El resto de la historia es conocida. En 1999 un nuevo golpe militar irrumpió en la escena paquistaní. El dictador Pervez Musharraf, ansioso de eliminar a la competencia, condenó al señor 10 por ciento y a la ex primera ministra por corrupción. Pero Bhutto había sido más rápida que su marido y se había vuelto a refugiar en el lugar donde se sentía más cómoda: el exilio. Desde allí, comenzó una nueva cruzada. La historia se repetía. Esta vez su Némesis no era el general que había matado a su padre, sino Musharraf, pero las denuncias, el lobby y los acuerdos por debajo de la mesa eran los mismos. Finalmente en octubre pasado, Bhutto tuvo otro retorno triunfante como el de los ochenta. Pero Pakistán había cambiado. El protagonismo de Musharraf en la lucha contra el terrorismo de George Bush (ahora el hijo) había convertido al país en un campo de batalla.

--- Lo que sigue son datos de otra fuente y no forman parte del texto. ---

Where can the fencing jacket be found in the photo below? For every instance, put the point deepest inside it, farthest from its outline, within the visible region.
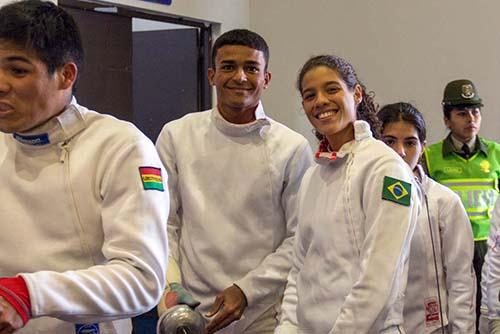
(490, 283)
(234, 213)
(454, 247)
(348, 273)
(78, 223)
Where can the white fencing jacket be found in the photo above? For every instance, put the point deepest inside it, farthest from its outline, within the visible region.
(77, 223)
(233, 206)
(348, 273)
(454, 247)
(490, 283)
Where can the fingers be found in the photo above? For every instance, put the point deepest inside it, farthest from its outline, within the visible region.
(219, 301)
(224, 318)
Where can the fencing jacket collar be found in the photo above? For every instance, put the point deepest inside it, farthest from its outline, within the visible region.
(261, 123)
(324, 153)
(55, 131)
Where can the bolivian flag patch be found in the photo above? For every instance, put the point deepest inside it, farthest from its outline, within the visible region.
(396, 191)
(151, 178)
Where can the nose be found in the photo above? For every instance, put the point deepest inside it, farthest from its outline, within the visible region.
(400, 150)
(470, 116)
(4, 86)
(321, 99)
(240, 75)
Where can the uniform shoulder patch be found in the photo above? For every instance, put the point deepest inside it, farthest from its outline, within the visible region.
(397, 191)
(151, 178)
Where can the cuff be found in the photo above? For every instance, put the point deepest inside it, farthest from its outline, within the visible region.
(15, 291)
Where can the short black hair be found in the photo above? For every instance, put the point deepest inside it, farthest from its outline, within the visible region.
(43, 28)
(406, 112)
(242, 37)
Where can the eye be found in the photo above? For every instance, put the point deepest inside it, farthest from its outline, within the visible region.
(252, 69)
(308, 96)
(412, 143)
(18, 71)
(332, 90)
(389, 141)
(226, 67)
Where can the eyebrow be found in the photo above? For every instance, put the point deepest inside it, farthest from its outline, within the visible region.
(19, 58)
(248, 62)
(405, 138)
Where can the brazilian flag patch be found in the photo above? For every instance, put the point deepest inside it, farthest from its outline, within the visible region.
(396, 191)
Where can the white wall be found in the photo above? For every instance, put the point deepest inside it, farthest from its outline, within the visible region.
(403, 50)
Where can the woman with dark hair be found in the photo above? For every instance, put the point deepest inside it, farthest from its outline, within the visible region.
(440, 295)
(357, 211)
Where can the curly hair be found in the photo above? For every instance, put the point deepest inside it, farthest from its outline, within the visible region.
(367, 109)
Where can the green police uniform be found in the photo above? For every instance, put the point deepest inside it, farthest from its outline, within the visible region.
(475, 179)
(472, 175)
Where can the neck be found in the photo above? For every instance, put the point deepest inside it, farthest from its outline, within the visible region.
(237, 115)
(337, 140)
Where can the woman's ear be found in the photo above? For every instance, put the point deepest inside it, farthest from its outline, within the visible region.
(358, 94)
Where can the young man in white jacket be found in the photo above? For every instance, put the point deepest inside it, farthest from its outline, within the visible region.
(234, 175)
(84, 206)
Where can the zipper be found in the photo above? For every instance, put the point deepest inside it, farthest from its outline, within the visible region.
(64, 159)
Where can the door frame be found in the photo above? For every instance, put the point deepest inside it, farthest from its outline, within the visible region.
(204, 29)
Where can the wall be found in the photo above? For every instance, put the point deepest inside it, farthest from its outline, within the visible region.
(402, 50)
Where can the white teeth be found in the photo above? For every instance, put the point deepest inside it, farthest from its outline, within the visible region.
(325, 115)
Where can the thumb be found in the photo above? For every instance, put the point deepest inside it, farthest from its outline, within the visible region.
(219, 300)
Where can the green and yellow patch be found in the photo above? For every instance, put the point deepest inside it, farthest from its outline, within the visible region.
(396, 191)
(151, 178)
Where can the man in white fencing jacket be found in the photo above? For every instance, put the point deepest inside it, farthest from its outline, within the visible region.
(83, 201)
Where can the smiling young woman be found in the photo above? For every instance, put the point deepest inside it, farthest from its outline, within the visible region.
(440, 274)
(357, 212)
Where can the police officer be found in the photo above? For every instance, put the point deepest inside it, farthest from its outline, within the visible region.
(467, 163)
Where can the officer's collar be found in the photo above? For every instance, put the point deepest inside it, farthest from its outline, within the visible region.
(58, 129)
(325, 154)
(449, 147)
(261, 123)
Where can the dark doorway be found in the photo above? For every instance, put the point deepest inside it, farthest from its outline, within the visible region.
(145, 77)
(165, 85)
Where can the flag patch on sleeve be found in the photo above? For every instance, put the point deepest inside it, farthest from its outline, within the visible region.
(151, 178)
(396, 191)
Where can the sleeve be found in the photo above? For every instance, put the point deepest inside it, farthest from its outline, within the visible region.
(388, 230)
(269, 278)
(458, 251)
(288, 323)
(166, 151)
(493, 263)
(131, 278)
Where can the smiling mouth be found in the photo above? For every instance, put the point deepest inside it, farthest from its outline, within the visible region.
(326, 114)
(5, 107)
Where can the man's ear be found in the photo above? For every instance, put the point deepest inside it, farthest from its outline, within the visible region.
(210, 75)
(67, 75)
(446, 122)
(267, 79)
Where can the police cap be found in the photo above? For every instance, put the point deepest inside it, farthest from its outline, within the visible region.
(461, 92)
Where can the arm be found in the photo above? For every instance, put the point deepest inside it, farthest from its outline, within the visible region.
(269, 278)
(174, 292)
(493, 263)
(166, 151)
(264, 284)
(389, 227)
(288, 323)
(458, 250)
(130, 279)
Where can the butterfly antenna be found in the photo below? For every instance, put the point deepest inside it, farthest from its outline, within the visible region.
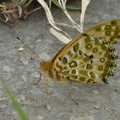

El 27 de diciembre Benazir no sobrevivió a un nuevo atentado. Todos tenían alguna razón para quererla afuera de la escena paquistaní, pero todos lloraron su muerte. La Casa Blanca, Al Qaida, Londres, los talibán afganos, Musharraf y la oposición demócrata se unieron en palabras de admiración y dolor. Algo lógico para una líder que hizo de sus contradicciones su principal fuente de poder.